Overview of SRMA
This method relies on short-read alignment algorithms to first align each read to a reference sequence [7
]. After all reads are aligned, they are passed to SRMA for re-alignment. SRMA first builds a variant graph from these initial alignments. Once the variant graph is built, all reads are re-aligned to the variant graph. If the new alignment compared to the original is found, it is reported and annotated as being re-aligned by SRMA, otherwise the original alignment is reported. A novel aspect of this method is the process of building the variant graph iteratively for each genomic region, while reporting new alignments for each read initially aligned within that region. While de novo
assembly (or re-assembly) algorithms report novel sequences without comparing the reads to a reference sequence, this method provides new improved alignments relative to a reference sequence improving downstream consensus calling. Iterative application of SRMA is possible, whereby further rounds of building a variant graph and read re-alignment are performed, but is not examined here.
Creating a variant graph from existing alignments
Here we seek to use individual sequence reads to create a series of possible variant options that include the true variants present within the target genome being sequenced. Ultimately, the goal is to distinguish between true variants and sequencing errors genome-wide. Since, in the interest of novel mutation discovery, we must allow for all possible base positions being variant, as well as for an exponentially larger number of possible indels, we opt for an approach that creates a variant graph that includes all aligned reads at a given position in the genome prior to performing re-alignment. This graph is a compact mathematical representation of the initially determined alignments. Each alignment is represented as a path through the graph, although not every path through the graph corresponds to an actual alignment.
The variant graph is composed of nodes. Each node represents a DNA base at a specific position relative to the forward strand of the reference genome. Two nodes share an undirected edge if they are adjacent read bases in an existing alignment. For example, the variant graph of the reference sequence that is aligned perfectly to itself consists of one node per reference base, with edges connecting nodes that represent adjacent bases in the reference. In this case, the variant graph has one path. To properly order the nodes in the graph relative to the reference, each node is also assigned a position and an offset. The offset is non-zero only if the node represents an insertion relative to the reference. Insertions relative to the reference are given the reference position of the next non-inserted base with higher physical position on the forward strand, and with its offset set as the number of bases from the beginning of the insertion. Insertions at the same reference position can be combined by merging the paths that represent their longest common prefix and longest common suffix, respectively. A single nucleotide substitution would be annotated to have the same position as its relative reference base. In summary, nodes are described as three distinct types: reference, substitution, and insertion. A node's position, base, type, and offset are unique among all nodes in the graph and define a canonical ordering over all nodes in the graph.
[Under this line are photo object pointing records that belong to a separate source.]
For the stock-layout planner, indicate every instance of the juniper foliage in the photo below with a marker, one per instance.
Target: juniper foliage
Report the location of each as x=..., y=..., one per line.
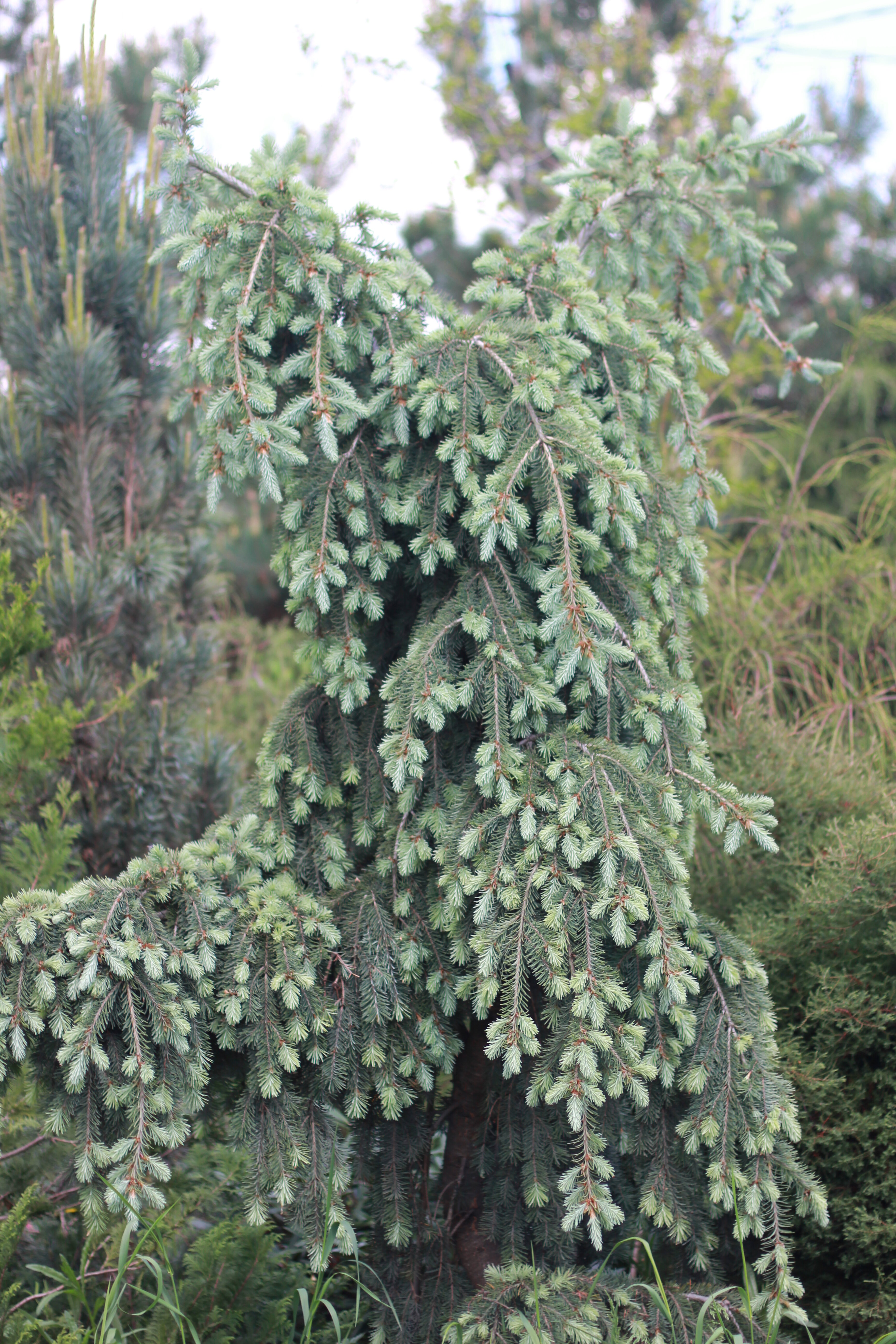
x=101, y=484
x=453, y=947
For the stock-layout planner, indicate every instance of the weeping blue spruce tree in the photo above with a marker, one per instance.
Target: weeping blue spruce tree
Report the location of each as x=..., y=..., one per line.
x=453, y=948
x=99, y=480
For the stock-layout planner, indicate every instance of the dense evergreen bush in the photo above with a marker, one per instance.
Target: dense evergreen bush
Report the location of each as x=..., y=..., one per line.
x=823, y=919
x=101, y=483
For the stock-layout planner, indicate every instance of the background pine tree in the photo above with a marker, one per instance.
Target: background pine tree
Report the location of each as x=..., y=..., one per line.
x=101, y=483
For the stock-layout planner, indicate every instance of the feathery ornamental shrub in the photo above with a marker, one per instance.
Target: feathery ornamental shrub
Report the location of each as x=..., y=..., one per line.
x=99, y=480
x=453, y=947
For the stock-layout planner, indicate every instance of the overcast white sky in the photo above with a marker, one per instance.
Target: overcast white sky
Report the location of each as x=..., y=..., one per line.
x=406, y=162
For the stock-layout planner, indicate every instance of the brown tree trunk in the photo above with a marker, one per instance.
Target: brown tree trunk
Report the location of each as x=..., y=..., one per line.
x=461, y=1181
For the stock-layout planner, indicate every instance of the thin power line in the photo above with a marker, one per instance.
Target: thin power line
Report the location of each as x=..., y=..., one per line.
x=817, y=23
x=828, y=53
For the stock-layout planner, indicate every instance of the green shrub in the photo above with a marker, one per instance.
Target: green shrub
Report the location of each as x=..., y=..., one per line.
x=821, y=916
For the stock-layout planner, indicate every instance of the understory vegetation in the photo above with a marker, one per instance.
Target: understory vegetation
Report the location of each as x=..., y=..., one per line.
x=448, y=713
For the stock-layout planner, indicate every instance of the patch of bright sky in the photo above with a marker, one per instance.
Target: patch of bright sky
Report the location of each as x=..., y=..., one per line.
x=406, y=162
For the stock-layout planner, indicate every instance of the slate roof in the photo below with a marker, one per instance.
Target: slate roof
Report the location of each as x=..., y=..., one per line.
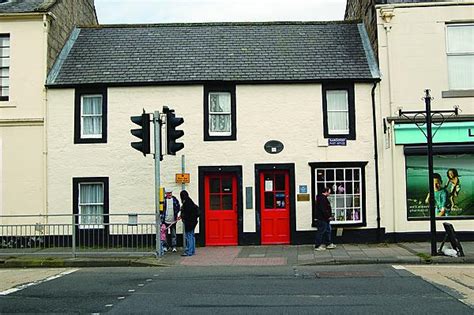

Initially, the graph is empty. Bases that match the reference and variants are incorporated into the graph by adding new nodes and edges. Substitutions and insertions are represented as additional nodes in the graph. Deletions, on the other hand, are added as edges that connect nodes that have a positional difference greater than one. An example of creating a variant graph from four alignments is shown in Figure . The variant graph also stores the number of alignments that pass through each node and edge, corresponding to the coverage. This is useful for eliminating unlikely paths when performing re-alignment and will be discussed later.
Figure 6 The creation of a variant graph. Four alignments (left) are successively used to create a variant graph (right). (a) An alignment of a read that matches the reference. The associated variant graph consists of nodes that represent each base of the read. (more ...)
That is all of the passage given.